MINNEAPOLIS (AP) — The Minnesota Legislature approved its fourth COVID-19 relief bill Tuesday as state health officials reported nine more coronavirus deaths.
The House passed the package 103-31 and sent it to the Senate, which approved it 64-3 and forwarded it to Gov, Tim Walz for his signature.
The bill contains “mostly policy tweaks that we need in order for Minnesotans to live their lives during the COVID-19 pandemic,” Democratic House Speaker Melissa Hortman told reporters before the vote. But she highlighted a provision that allows couples to obtain marriage licenses online or by mail rather than in person during the public health crisis.
Other highlights include provisions that will: make it easier for health care providers to use telemedicine; cover some testing costs for the uninsured; extend various deadlines and expiration dates, including for mediation of disputes between farmers and creditors; codify temporary rules under which lawmakers can vote remotely and state agencies can exercise emergency powers and; make it easier for government bodies to meet remotely while complying with open meeting laws.
The Legislature earlier approved bills providing an initial $21 million for the Minnesota Department of Health, and $200 million for health care providers. A third bill ensures that first responders, health care workers and child care workers who serve the families of those front-line employees qualify for workers compensation if they catch COVID-19.

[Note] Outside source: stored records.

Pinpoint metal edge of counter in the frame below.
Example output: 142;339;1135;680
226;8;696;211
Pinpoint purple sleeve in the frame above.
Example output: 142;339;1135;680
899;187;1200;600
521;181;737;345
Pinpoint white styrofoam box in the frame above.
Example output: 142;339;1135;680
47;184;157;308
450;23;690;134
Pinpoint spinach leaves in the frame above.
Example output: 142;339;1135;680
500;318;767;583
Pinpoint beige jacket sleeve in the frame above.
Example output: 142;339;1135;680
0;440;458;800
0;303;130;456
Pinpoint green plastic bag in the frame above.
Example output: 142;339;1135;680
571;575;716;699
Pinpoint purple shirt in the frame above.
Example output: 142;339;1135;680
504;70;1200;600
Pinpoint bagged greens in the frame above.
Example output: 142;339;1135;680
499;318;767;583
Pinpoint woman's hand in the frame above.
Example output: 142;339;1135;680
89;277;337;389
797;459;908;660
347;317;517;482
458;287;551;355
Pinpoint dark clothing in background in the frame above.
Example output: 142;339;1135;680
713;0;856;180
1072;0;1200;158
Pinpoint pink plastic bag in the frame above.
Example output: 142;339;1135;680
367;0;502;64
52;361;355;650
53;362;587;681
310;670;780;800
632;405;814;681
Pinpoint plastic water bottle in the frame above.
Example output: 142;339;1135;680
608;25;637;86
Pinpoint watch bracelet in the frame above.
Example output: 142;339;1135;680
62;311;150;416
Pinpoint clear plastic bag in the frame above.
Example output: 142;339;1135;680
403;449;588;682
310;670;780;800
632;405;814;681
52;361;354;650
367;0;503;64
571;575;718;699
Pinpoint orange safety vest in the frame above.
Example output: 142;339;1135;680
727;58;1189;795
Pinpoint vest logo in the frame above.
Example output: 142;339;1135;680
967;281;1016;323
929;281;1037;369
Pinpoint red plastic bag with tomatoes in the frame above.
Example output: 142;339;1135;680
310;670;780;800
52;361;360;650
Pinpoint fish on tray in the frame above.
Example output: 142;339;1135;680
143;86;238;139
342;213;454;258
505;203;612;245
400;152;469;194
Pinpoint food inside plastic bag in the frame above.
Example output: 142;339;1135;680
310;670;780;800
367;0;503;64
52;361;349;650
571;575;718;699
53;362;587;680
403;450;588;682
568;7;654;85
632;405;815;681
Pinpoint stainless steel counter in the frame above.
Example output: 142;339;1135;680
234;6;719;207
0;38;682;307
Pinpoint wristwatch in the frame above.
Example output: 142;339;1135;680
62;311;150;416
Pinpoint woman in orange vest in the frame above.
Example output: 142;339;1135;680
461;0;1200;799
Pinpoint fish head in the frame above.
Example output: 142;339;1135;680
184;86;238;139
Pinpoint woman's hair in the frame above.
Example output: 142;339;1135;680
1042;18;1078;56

The nine new deaths raised the state’s total to 79. The department also reported 45 more people have been infected, taking Minnesota’s total to 1,695. As of Tuesday, 177 people were hospitalized, up 20 from Monday, including 75 in intensive care, one more than Monday. But 909 patients have recovered and no longer need isolation.
Health officials caution that the actual number of infections is likely much higher because most patients don’t qualify for testing. The state health lab and private labs had run 39,241 tests in Minnesota as of Tuesday.
New agreements between the House Democratic and Senate Republicans on legislation to address the pandemic may not come as easily as the first three. Republicans have been pressing Democratic Gov. Tim Walz to move faster to restart the state’s economy.
Hortman said Democratic priorities that have run into GOP opposition include: ensuring full pay for hourly school workers while schools remain closed; providing about $100 million in housing assistance for renters; using $13 million in federal aid for a one-time boost in payments to working poor families participating in the Minnesota Family Investment Program; and a switch toward more mail-in voting for the August primary and November general elections. There may be more support for allowing bars and restaurants that now subsist on take-out service to offer beer and wine, she said.